Arabadan inip dükkânın kapısına doğru ilerlediler. İçeriye adım attıklarında, mekânın genişliği ve kalabalığı Barkın’ın dikkatini çekmişti. Burası, her köşesinde silahların dizildiği, müşterilerin akın ettiği bir dükkândı. Gözlerine ilk çarpan dekorları süsleyen doldurulmuş hayvanlar oldu. Ancak asıl ilgisini çeken tüfeklerin sergilendiği rafın üstünde duran ihtişamlı bir şahin figürüydü. O an, başka bir dünyaya dalmış gibiydi.

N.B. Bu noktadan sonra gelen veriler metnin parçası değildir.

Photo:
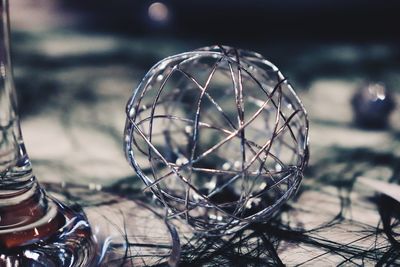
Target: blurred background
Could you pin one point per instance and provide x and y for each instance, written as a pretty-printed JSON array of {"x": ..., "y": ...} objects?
[{"x": 76, "y": 63}]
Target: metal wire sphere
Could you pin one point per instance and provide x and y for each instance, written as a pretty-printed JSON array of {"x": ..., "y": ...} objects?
[{"x": 219, "y": 136}]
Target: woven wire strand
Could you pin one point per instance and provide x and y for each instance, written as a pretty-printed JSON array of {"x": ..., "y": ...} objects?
[{"x": 219, "y": 136}]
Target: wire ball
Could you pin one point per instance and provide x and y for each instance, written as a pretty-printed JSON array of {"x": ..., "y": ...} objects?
[{"x": 219, "y": 136}]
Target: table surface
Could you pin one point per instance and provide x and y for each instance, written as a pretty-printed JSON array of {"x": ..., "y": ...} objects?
[{"x": 73, "y": 87}]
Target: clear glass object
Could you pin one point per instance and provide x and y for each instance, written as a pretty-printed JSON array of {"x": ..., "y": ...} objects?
[
  {"x": 219, "y": 136},
  {"x": 37, "y": 229}
]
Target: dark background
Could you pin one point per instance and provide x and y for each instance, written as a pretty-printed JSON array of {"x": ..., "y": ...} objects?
[{"x": 248, "y": 21}]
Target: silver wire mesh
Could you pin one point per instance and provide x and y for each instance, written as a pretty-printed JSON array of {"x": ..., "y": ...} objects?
[{"x": 219, "y": 136}]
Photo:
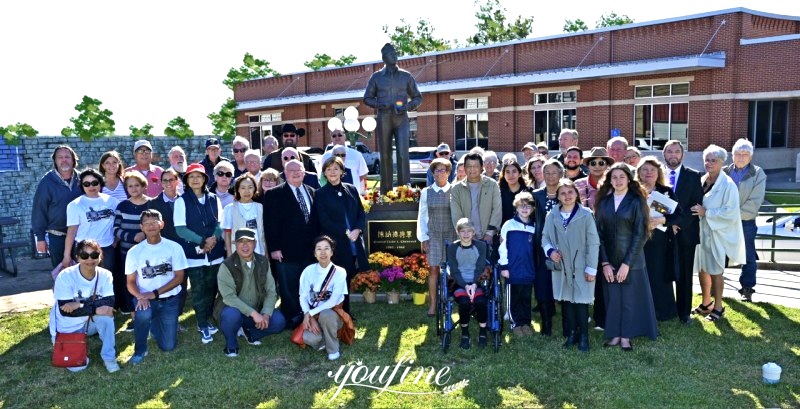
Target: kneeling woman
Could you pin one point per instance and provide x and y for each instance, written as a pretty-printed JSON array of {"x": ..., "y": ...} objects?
[
  {"x": 85, "y": 292},
  {"x": 467, "y": 260},
  {"x": 323, "y": 286}
]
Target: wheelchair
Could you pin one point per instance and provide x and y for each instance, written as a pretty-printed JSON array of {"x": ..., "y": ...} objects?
[{"x": 445, "y": 302}]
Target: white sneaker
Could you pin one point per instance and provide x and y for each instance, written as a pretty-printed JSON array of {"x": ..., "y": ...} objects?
[{"x": 111, "y": 366}]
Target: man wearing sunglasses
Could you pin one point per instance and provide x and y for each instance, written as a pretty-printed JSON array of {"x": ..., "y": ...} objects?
[
  {"x": 57, "y": 188},
  {"x": 289, "y": 136},
  {"x": 143, "y": 155},
  {"x": 213, "y": 150},
  {"x": 309, "y": 178}
]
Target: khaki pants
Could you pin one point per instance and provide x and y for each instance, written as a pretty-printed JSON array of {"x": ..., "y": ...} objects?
[{"x": 330, "y": 323}]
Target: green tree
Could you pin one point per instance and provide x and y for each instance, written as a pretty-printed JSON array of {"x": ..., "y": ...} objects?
[
  {"x": 143, "y": 132},
  {"x": 613, "y": 19},
  {"x": 573, "y": 26},
  {"x": 409, "y": 41},
  {"x": 178, "y": 128},
  {"x": 492, "y": 27},
  {"x": 325, "y": 60},
  {"x": 224, "y": 121},
  {"x": 13, "y": 134},
  {"x": 92, "y": 121},
  {"x": 251, "y": 68}
]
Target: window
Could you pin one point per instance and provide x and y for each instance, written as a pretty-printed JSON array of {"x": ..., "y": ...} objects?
[
  {"x": 262, "y": 126},
  {"x": 554, "y": 111},
  {"x": 662, "y": 120},
  {"x": 658, "y": 123},
  {"x": 471, "y": 128},
  {"x": 767, "y": 123}
]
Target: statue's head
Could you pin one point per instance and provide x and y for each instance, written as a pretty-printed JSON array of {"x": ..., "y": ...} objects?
[{"x": 389, "y": 54}]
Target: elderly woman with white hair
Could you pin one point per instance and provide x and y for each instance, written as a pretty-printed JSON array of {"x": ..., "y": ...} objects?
[
  {"x": 720, "y": 231},
  {"x": 752, "y": 182}
]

“Barkın!” diye seslendi Celal. Sesi, Barkın’ı gerçekliğe geri çekti.
Barkın bir an duraklayıp çevresine baktı, ardından hızlıca Celal’in peşinden arka tarafa doğru geçti. Ufak bir merdivenden çıktıklarında zeminin mermerle kaplandığını fark etti; koyu gri mermerler, duvarları süsleyen eski hükümdar tabloları ve büyükçe bir toplantı masası... Masanın ardında, ufak bir yazıhane görünüyordu. İçeri girdiklerinde, orada bulunanlar saygıyla ayağa kalktı. Celal hepsiyle tokalaşıp Barkın’ı tanıttı. Gözlerini bir an tanıştırdığı adamdan alamayan Barkın, “Hoca” diye bahsedilen adamın gerçekten farklı bir tip olduğunu düşündü. Yaşlı görünmemesine rağmen saçındaki aklar, yüzüne yerleşmiş derin çizgiler, yılların izini taşıyordu. Daha ince yapılıydı, omuzlarına attığı ceketi ve açık gömlek yakası, mafya dizilerinden fırlamış bir sahneyi andırıyordu.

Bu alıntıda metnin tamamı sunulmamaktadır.